Production Best Practices
- Cache dependency state for 5-10 seconds using
IMemoryCache to reduce load on upstream systems.
- Implement circuit breaker patterns in health checks for external APIs to prevent cascade failures.
- Use
AddCheck<T>() with scoped/transient lifetimes carefully; prefer singleton checks with injected IServiceProvider for expensive dependencies.
- Validate health check payloads in CI/CD pipelines using integration tests that simulate dependency failures.
- Monitor probe latency separately from application metrics. High health check latency often indicates thread pool starvation or connection pool exhaustion.
Production Bundle
Action Checklist
Decision Matrix
| Scenario | Recommended Approach | Why | Cost Impact |
|---|
| Single monolith deployment | Unified /health with dependency tags | Simplifies operations; orchestrator restarts are acceptable | Low |
| Kubernetes microservices | Separate /healthz/live, /healthz/ready, /healthz/startup | Aligns with K8s probe semantics; prevents false restarts | Medium |
| High-throughput API gateway | Dependency caching + degraded status routing | Maintains traffic flow during transient failures; reduces probe overhead | Low |
| Legacy migration to cloud | Add startup probe + extend failure threshold | Prevents premature restarts during initialization; smooths migration | Low |
| Multi-region active-active | Distributed cache-backed health state + region-specific predicates | Ensures consistent routing decisions across regions; avoids split-brain | High |
Configuration Template
appsettings.json:
{
"HealthChecks": {
"DbTimeout": 3,
"CacheTimeout": 2,
"ExternalApiTimeout": 5,
"CacheDurationSeconds": 10,
"EnableStartupProbe": true,
"StartupFailureThreshold": 10,
"StartupPeriodSeconds": 30
},
"AllowedHosts": "*"
}
Program.cs (core registration):
builder.Services.AddHealthChecks()
.AddCheck<DatabaseHealthCheck>("db", tags: new[] { "dependency" })
.AddCheck<CacheHealthCheck>("cache", tags: new[] { "dependency" })

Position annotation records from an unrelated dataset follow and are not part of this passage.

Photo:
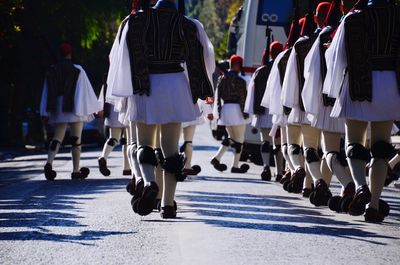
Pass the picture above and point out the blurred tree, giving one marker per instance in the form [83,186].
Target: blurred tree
[208,16]
[30,32]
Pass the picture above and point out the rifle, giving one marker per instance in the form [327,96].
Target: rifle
[334,14]
[295,29]
[144,4]
[268,34]
[309,24]
[221,68]
[181,7]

.AddCheck<ExternalApiHealthCheck>("external", tags: new[] { "external", "startup" });
var app = builder.Build();
app.MapHealthChecks("/healthz/startup", new HealthCheckOptions
{
Predicate = check => check.Tags.Contains("startup"),
ResponseWriter = WriteResponseAsync
});
app.MapHealthChecks("/healthz/live", new HealthCheckOptions
{
Predicate = _ => false,
ResponseWriter = WriteResponseAsync
});
app.MapHealthChecks("/healthz/ready", new HealthCheckOptions
{
Predicate = _ => true,
ResponseWriter = WriteResponseAsync
});
app.Run();
Quick Start Guide
- Install the health checks package:
dotnet add package Microsoft.Extensions.Diagnostics.HealthChecks
- Register checks in
Program.cs using AddHealthChecks().AddCheck<T>() and tag by dependency type
- Map three endpoints:
/healthz/startup (initialization), /healthz/live (process state), /healthz/ready (traffic routing)
- Implement a custom
ResponseWriter that returns 200 for healthy/degraded and 503 for unhealthy states
- Configure orchestrator probes to target the correct paths, set appropriate failure thresholds, and enable startup grace periods
Health checks are control plane signals, not diagnostic endpoints. Treat them as such, and your orchestration platform will manage failures predictably rather than reactively.